索引方法提供了有用的索引值，能准确地告诉我们在输入字符串中匹配项的位置。

在以下测试中，我们将确认输入字符串中“dog”的匹配起始和结束索引：

Pattern pattern = Pattern.compile("dog");
Matcher matcher = pattern.matcher("This dog is mine");
matcher.find();

assertEquals(5, matcher.start());
assertEquals(8, matcher.end());

（二）查找方法

查找方法遍历输入字符串，并返回一个布尔值，指示是否找到模式。常用的方法是matches和lookingAt。

matches和lookingAt方法都尝试将输入序列与模式进行匹配。区别在于matches要求整个输入序列都匹配，而lookingAt不需要。

这两个方法都从输入字符串的开头开始：

Pattern pattern = Pattern.compile("dog");
Matcher matcher = pattern.matcher("dogs are friendly");

assertTrue(matcher.lookingAt());
assertFalse(matcher.matches());

在以下情况下，matches方法将返回 true：

Pattern pattern = Pattern.compile("dog");
Matcher matcher = pattern.matcher("dog");

assertTrue(matcher.matches());

（三）替换方法

替换方法用于替换输入字符串中的文本。常用的方法是replaceFirst和replaceAll。

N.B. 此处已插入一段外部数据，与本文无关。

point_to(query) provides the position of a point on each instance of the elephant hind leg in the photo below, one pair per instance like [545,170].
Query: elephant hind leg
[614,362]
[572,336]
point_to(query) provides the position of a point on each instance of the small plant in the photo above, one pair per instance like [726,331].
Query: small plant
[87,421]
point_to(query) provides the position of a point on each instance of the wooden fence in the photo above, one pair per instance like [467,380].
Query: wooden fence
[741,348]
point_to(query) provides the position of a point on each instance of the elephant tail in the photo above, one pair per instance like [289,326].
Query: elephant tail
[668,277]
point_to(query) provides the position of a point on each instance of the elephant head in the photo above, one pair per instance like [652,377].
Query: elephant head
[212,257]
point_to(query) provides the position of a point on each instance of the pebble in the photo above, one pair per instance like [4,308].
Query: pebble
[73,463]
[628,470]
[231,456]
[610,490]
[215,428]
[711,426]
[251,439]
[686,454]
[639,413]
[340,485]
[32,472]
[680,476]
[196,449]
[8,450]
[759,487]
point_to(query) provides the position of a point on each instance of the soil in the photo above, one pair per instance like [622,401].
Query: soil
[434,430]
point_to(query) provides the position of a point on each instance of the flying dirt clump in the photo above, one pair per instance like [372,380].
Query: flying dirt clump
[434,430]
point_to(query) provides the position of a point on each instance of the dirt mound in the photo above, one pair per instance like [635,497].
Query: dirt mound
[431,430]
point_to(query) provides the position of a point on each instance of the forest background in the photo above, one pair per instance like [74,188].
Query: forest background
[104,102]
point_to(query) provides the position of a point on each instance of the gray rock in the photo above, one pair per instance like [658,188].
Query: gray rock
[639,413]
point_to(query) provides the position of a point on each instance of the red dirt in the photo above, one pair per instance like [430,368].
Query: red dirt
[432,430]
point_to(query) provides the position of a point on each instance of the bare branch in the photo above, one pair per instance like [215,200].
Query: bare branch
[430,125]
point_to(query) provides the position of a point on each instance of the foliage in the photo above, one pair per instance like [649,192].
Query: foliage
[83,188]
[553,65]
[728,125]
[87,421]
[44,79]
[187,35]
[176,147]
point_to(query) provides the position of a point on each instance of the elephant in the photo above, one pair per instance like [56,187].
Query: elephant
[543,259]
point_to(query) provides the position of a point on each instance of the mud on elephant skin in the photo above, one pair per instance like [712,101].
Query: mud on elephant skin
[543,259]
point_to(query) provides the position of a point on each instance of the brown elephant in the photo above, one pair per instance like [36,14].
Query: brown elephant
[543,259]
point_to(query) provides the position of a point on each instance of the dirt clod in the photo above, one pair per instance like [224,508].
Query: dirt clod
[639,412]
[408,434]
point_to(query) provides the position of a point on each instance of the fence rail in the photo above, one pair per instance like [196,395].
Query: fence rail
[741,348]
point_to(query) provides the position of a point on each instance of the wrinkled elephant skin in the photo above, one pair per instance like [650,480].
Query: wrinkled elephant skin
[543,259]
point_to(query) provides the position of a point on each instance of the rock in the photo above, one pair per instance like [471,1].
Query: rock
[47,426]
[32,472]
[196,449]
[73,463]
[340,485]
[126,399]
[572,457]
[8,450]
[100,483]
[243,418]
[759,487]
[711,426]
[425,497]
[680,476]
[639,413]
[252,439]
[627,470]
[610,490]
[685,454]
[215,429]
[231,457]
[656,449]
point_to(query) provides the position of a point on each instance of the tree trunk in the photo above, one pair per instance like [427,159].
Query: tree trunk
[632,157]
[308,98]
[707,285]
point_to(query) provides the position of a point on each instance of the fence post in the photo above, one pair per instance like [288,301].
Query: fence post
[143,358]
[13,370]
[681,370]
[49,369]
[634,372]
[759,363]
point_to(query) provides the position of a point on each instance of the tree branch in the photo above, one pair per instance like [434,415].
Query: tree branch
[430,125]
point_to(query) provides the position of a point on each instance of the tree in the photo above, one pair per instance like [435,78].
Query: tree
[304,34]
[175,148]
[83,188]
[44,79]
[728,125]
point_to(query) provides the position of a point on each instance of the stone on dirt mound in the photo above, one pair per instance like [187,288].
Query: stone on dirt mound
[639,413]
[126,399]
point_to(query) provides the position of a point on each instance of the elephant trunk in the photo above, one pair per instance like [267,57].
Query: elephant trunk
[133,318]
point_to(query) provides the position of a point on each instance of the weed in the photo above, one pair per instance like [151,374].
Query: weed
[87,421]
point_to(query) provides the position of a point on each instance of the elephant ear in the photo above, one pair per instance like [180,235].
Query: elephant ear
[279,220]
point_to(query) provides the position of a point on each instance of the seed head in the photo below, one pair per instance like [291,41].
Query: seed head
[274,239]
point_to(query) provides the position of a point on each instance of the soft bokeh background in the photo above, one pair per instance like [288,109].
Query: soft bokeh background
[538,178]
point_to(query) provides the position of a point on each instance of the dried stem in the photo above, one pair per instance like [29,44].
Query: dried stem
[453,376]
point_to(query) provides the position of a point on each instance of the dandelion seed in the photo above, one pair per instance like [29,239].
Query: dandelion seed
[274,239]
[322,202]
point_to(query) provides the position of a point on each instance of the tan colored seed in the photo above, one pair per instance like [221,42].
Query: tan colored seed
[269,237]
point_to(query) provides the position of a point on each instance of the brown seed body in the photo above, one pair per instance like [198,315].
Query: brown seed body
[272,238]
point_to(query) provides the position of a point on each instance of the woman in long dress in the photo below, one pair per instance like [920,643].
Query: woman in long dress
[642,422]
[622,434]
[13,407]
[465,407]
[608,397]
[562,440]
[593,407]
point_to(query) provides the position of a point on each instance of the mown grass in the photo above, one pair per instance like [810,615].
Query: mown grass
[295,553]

replaceFirst和replaceAll方法替换与给定正则表达式匹配的文本。顾名思义，replaceFirst替换第一次出现的匹配项，replaceAll替换所有匹配项：

Pattern pattern = Pattern.compile("dog");
Matcher matcher = pattern.matcher("dogs are domestic animals, dogs are friendly");
String newStr = matcher.replaceFirst("cat");

assertEquals("cats are domestic animals, dogs are friendly", newStr);

替换所有匹配项：

Pattern pattern = Pattern.compile("dog");
Matcher matcher = pattern.matcher("dogs are domestic animals, dogs are friendly");
String newStr = matcher.replaceAll("cat");

assertEquals("cats are domestic animals, cats are friendly", newStr);

replaceAll方法允许我们用相同的替换内容替换所有匹配项。

String类的replaceFirst和replaceAll方法啊，底层也是使用了Matcher的方法。

文末总结

正则表达式是一个开发利器，用的好的话，会大大提升我们的开发效率。本文介绍了边界匹配、Pattern模式、Matcher方法。

青山不改，绿水长流，我们下次见。